Nine kneeling figures are arranged over three levels, all facing the same direction. The top two levels show lay Jains while three ascetics are on the bottom level. They can be identified by their robes and monastic paraphernalia. All the figures are kneeling on pieces of cloth, their hands raised and folded. Most of the lay Jains, men and women, have a white cloth laid over their knees.

This is a standard image at the end of Kalpa-sūtra manuscripts. It shows members of Mahāvīra‘s fourfold community listening to his teaching with hands folded in respect. Here the monastic community is represented by a nun and two monks wearing characteristic Śvetāmbara robes and holding the mouth-cloth in front of them. The Jain lay community – śrāvakas and śrāvikās – is represented by various men and women. Note how the men have beards and long hair, in contrast to the monks. The white thing over the laity’s knees is probably the cotton broomrajoharaṇa.
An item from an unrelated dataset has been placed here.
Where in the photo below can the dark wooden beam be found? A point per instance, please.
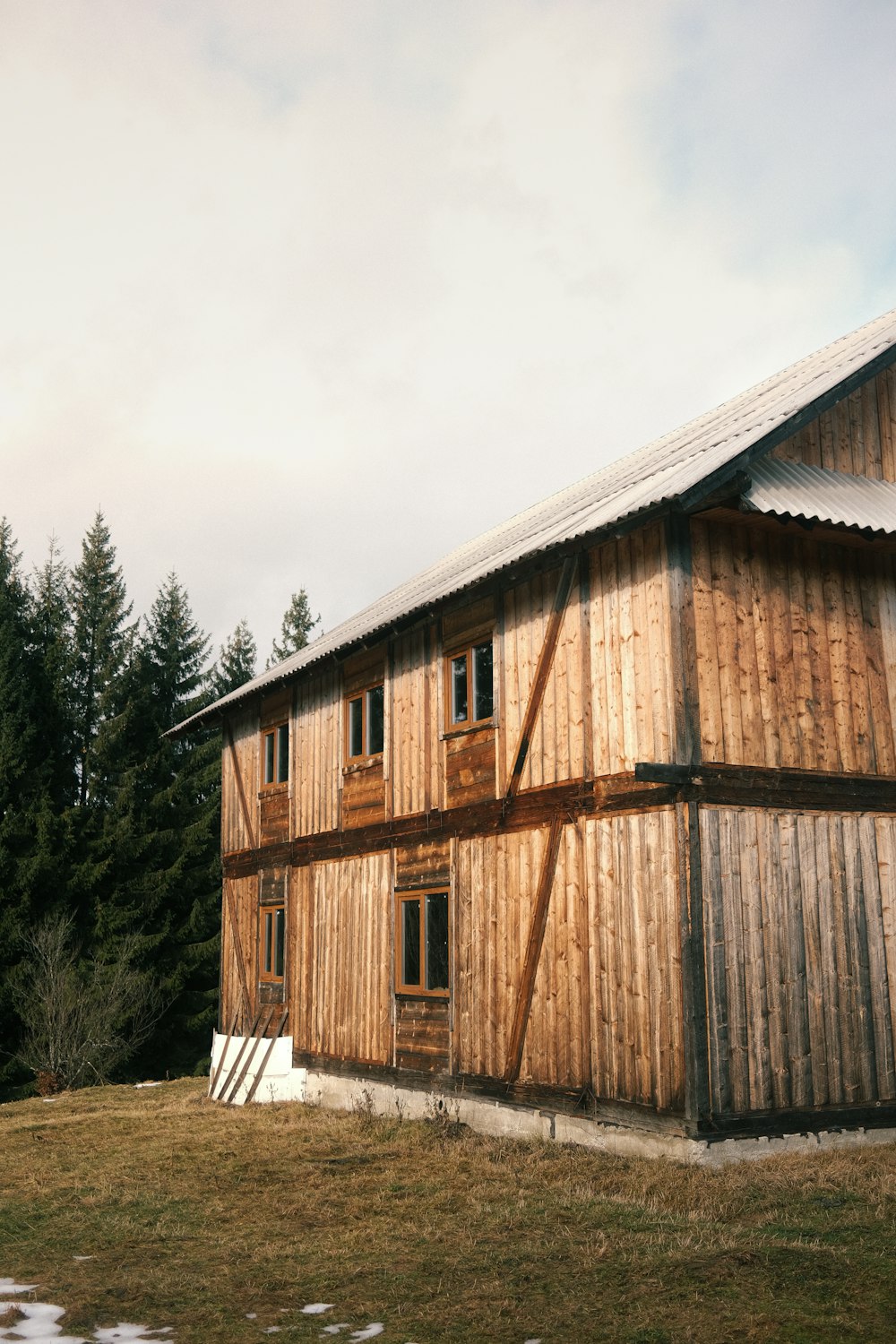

Although it is part of the ascetics’ equipment, lay people also carry it to perform religious rituals or when they sit at the temple.

Other visual elements

The original paper is slightly damaged but is repaired. As with many Kalpa-sūtra manuscripts, there is a clear intention to make the manuscript a valuable and remarkable object in itself. This aim is signalled by the:

  • coloured background for the text
  • gold ink instead of the standard black ink
  • decorated border with blue floral motifs
  • diamond filled with gold ink, with ornamental blue border.

The diamond in the centre is a symbolic reminder of the way in which manuscripts were bound when they were on palm leaf. Strings through holes in the paper were used to thread together the loose folios so the reader could turn them over easily. The diamond is in one of the places where the holes would once have been.